B. The appellant filed Short Cause Suit No. 3703 of 2007 seeking
reliefs under the provisions of Maharashtra Ownership of Flats Act,
1963 (hereinafter referred as `MOF Act’) before the City Civil Court at
Bombay, wherein the respondent nos. 2 and 3 raised a preliminary
issue/objection regarding the pecuniary jurisdiction of the City Civil
Court which was decided in their favour vide judgment and order dated
20.9.2010, wherein it was held that the said court did not have
2
Page 3
pecuniary jurisdiction to try the said suit and, thus, the plaint was
returned to the appellant/plaintiff with a direction that it may be
presented before the appropriate court as required under Order 7 Rule
10 of the Code of Civil Procedure, 1908.
C. Appellant instituted the Suit No. 259 of 2011 before the High
Court of Bombay on Original Side alongwith the application for interim
relief. The application was contested by the respondent Nos. 2 and 3
and the trial Judge after considering the matter at length rejected the
prayer for appointing the Receiver but considering the fact that the
respondent Nos. 2 and 3 had invested a huge amount to the tune of
Rs.11.5 crores and having regard to other factors particularly that they
tried to find out the encumbrance position from the Sub-Registrar’s
office but the record was not available, passed certain orders,
particularly, permitting the respondent nos. 2 and 3 to create a licence
in respect of the built up area, admeasuring 2680 Sq.

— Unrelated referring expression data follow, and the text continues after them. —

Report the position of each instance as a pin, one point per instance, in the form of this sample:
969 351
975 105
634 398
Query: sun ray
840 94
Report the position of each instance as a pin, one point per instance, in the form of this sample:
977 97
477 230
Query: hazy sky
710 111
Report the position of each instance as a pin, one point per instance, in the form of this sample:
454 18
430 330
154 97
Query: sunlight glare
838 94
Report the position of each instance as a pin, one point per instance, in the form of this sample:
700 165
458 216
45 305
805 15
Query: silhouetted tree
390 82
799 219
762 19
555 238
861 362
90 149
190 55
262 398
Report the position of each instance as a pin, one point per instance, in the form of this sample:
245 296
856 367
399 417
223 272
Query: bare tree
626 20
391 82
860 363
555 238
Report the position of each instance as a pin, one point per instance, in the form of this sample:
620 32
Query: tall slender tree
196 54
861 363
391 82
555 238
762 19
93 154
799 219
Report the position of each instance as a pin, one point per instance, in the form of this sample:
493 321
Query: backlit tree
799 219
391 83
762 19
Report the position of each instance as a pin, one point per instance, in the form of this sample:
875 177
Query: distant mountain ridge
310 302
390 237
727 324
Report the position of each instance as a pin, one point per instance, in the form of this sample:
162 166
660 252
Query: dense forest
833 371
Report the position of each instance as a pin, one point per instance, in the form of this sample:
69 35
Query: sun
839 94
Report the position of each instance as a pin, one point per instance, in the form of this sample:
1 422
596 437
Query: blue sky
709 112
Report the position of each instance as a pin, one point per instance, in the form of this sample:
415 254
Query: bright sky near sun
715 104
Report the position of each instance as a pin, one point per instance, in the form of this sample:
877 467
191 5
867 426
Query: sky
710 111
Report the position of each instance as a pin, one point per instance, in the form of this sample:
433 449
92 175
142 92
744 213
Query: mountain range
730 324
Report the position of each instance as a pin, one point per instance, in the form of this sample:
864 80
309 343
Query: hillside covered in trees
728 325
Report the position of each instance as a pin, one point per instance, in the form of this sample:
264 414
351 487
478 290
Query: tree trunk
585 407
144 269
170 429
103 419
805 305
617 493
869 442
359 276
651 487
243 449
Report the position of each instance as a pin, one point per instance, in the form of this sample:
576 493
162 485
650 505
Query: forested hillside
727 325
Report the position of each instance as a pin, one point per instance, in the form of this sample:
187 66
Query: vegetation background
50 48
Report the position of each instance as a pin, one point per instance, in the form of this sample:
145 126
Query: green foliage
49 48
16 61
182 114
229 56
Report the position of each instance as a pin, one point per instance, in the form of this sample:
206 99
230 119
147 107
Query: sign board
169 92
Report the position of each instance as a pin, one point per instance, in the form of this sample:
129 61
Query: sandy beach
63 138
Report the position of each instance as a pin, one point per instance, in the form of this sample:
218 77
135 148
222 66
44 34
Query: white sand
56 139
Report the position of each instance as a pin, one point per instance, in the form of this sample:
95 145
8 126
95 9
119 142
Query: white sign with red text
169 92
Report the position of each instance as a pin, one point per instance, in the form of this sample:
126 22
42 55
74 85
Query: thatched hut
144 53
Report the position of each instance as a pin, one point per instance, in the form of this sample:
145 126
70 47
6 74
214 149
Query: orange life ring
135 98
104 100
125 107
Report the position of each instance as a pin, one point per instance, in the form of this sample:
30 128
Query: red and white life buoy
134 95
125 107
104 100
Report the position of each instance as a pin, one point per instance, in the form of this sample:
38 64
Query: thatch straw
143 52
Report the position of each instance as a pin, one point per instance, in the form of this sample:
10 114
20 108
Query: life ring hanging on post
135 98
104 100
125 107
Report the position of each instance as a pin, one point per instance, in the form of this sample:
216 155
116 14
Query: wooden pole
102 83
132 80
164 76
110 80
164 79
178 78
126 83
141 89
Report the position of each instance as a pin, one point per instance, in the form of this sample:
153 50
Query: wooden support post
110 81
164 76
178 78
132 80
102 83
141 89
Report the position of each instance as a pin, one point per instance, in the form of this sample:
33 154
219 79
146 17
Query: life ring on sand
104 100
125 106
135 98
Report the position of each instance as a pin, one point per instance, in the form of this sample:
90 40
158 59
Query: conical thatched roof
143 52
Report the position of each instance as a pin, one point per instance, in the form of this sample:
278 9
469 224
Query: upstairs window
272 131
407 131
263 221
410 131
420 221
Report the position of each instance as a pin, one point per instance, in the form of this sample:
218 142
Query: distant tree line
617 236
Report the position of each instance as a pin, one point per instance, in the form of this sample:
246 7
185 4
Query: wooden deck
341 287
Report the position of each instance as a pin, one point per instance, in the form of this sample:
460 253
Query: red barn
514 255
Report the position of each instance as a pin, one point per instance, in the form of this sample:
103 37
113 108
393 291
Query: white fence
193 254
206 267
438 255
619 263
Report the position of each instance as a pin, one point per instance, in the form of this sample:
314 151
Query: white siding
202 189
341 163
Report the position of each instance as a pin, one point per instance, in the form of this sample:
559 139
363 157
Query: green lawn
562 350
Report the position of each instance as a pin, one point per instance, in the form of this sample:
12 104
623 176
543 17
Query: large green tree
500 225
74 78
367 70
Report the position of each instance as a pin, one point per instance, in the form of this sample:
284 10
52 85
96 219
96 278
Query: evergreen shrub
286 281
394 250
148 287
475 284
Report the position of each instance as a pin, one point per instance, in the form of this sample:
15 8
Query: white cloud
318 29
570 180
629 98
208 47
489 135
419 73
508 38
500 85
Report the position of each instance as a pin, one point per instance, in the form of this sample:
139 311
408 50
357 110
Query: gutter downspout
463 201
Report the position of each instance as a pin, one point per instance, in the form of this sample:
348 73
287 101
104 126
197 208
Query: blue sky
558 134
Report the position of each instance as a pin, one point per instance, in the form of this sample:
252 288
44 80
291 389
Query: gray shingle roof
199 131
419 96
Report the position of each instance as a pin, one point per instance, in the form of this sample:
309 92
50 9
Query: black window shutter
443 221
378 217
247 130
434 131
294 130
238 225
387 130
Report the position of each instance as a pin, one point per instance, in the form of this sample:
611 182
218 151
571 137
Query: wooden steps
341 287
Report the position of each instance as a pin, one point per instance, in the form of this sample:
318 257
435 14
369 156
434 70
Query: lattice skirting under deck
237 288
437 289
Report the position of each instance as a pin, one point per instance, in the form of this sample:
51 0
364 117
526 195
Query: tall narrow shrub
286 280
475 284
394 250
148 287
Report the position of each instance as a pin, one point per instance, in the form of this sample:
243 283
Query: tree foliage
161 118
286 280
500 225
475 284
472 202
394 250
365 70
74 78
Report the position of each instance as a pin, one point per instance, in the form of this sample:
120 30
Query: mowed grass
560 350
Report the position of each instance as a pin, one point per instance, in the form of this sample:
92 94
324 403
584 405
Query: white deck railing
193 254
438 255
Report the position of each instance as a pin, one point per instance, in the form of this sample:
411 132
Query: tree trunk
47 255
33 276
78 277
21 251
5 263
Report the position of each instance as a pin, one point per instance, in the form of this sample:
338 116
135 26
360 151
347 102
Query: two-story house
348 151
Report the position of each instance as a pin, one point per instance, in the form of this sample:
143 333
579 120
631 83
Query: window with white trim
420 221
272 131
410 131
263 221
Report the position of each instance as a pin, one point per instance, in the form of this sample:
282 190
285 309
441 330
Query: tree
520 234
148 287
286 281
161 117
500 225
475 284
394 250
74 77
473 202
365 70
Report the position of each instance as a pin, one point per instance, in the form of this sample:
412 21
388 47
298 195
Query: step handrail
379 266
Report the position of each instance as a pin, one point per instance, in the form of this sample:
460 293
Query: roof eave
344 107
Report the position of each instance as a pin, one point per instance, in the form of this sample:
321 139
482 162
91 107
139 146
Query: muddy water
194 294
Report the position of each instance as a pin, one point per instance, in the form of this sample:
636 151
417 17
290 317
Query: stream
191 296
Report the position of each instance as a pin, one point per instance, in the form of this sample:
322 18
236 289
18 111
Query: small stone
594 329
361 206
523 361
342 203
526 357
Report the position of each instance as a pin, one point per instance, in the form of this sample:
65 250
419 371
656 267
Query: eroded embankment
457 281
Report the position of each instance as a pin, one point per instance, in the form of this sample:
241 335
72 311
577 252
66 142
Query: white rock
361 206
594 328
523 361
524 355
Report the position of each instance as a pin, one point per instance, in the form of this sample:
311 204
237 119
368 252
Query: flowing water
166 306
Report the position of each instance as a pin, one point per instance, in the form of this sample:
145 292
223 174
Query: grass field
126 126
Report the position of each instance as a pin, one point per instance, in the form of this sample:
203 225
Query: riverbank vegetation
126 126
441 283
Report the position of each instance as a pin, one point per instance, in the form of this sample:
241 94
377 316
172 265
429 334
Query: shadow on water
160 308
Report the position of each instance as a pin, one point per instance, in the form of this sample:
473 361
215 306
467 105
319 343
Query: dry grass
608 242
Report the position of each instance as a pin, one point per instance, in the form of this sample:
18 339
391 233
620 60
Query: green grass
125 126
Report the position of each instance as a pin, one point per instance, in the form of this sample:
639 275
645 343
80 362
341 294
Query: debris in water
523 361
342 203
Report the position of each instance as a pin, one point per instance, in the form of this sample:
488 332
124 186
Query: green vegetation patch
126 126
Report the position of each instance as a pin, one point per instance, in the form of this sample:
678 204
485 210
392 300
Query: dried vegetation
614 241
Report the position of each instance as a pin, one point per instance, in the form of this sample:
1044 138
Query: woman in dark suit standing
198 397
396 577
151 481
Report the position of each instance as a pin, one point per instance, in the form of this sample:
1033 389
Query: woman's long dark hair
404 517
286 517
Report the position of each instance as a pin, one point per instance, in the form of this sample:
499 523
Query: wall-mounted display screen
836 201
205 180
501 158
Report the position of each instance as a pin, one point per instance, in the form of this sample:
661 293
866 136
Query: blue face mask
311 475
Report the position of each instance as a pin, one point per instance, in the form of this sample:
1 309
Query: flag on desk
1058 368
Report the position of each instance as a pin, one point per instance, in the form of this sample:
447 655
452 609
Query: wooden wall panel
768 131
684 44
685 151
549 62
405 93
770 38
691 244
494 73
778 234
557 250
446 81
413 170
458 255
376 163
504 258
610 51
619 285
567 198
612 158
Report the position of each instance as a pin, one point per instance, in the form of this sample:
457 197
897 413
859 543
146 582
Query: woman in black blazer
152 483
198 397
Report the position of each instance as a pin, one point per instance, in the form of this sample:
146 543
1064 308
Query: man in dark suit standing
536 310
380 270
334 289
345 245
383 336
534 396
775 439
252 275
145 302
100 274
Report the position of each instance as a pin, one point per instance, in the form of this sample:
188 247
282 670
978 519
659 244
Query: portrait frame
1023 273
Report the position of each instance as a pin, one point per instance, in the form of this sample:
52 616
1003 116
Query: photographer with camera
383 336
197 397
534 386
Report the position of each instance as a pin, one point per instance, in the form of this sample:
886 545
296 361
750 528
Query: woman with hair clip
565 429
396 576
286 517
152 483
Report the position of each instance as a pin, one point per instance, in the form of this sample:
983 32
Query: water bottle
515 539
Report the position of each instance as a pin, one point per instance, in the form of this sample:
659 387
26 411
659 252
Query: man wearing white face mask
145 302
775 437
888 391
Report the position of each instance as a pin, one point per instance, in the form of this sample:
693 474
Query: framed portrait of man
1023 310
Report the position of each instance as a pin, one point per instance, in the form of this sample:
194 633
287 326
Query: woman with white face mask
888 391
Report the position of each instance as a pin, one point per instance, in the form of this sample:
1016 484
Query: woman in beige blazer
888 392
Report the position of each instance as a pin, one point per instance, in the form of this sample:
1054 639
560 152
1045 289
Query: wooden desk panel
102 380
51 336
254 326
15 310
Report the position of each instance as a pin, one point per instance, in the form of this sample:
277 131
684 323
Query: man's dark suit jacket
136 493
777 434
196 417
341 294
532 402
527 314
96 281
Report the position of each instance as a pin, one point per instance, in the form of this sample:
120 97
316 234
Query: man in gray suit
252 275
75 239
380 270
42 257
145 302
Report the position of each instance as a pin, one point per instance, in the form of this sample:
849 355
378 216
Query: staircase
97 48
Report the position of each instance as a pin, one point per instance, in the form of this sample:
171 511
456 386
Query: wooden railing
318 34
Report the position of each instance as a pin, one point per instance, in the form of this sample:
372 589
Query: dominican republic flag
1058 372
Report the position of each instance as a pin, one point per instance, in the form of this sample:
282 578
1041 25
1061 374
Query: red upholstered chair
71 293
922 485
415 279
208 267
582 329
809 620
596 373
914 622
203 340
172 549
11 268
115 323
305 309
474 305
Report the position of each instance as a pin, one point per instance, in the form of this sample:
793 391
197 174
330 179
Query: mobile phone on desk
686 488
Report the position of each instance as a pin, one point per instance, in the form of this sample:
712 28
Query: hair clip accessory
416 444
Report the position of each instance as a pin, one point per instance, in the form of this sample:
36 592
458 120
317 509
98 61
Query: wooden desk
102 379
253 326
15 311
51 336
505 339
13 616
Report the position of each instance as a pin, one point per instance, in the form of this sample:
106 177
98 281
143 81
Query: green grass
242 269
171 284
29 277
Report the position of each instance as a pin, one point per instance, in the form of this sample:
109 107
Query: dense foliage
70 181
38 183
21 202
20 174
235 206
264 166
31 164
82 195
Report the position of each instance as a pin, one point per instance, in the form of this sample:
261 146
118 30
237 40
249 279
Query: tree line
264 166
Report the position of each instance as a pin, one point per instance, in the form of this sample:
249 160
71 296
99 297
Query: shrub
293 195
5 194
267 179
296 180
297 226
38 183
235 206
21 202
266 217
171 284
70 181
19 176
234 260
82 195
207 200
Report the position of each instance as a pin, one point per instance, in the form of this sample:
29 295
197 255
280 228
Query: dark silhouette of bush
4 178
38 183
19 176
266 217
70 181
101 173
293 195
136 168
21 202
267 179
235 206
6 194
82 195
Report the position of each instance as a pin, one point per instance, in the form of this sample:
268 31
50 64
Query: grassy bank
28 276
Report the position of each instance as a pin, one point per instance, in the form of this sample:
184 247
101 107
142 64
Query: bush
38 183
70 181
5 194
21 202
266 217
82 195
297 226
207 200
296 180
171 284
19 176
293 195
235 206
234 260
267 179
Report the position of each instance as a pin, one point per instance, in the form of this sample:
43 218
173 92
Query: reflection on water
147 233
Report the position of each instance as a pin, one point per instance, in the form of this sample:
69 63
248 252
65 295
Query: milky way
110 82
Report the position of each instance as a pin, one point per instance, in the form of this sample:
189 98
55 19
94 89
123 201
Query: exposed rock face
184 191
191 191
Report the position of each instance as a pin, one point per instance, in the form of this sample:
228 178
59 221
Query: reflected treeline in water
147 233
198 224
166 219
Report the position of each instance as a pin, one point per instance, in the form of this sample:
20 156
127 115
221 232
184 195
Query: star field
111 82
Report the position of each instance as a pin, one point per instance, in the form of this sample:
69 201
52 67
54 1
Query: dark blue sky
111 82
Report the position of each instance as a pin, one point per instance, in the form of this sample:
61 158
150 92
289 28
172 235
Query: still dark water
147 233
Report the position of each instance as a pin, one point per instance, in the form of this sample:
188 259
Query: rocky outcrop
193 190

Fts. (suit property)
with a further direction that the third party interest would not be
created. The premises could be given on leave and licence for a period
not exceeding eleven months at a time subject to the conditions that the
licensee would be informed of the pendency of the Suit and no interest
shall be created in the premises in favour of the licensee.
3
Page 4
Further, the court with the consent of the parties appointed an
Architect to identify the built-up area admeasuring 2680 Sq. fts.
D. Aggrieved, appellant preferred Appeal (Lodging) No. 247 of
2011 before the Division Bench against the said order dated 21.3.2011
which has been disposed of with certain modifications in the order of
the learned Trial Judge, i.e. the licence fee received from the licensee in
respect of the built up area admeasuring 2680 Sq. Fts. on the fourth
floor, to be identified by the Architect as directed by the learned Trial
Judge, shall be deposited with the Prothonotary and Senior Master of
that court. Such an amount was further directed to be deposited in the
recurring account in a nationalised bank and the subsequent payments
would be deposited directly in the said account under intimation to both
the parties as well to the Prothonotary and Senior Master of the Court.
It was further clarified that in case of any default, it would be open to
the parties to move the court for further directions.
Hence, this appeal.
4. Mr. Krishnan Venugopal, learned senior advocate appearing for
the appellant, has submitted that the respondent nos. 2 and 3 did not
make proper inspection of the records of the Registrar Office regarding
4
Page 5
encumbrance etc. More so, even if the record of the encumbrances etc.
in respect of the suit premises was not available in the Sub-Registrar’s
office, there was no occasion for the learned trial Judge to grant relief
as in such a fact-situation, it cannot be presumed that the respondent
nos. 2 and 3 had no notice of agreement between Appellant-Plaintiff
and respondent No.1. Their agreement with respondent no.1 itself is in
respect of the fifth floor in the building and not for the fourth floor
where the suit property is situated. Appellant could not pay a sum of
Rs.13.50 lakhs in terms of the agreement between the appellant and the
respondent no.1 as she had never been asked to deposit the same. The
construction of the building is not yet completed and the Completion
Certificate has not been issued by the Statutory Authority. Thus, the
interim relief as asked by the appellant ought to have been granted.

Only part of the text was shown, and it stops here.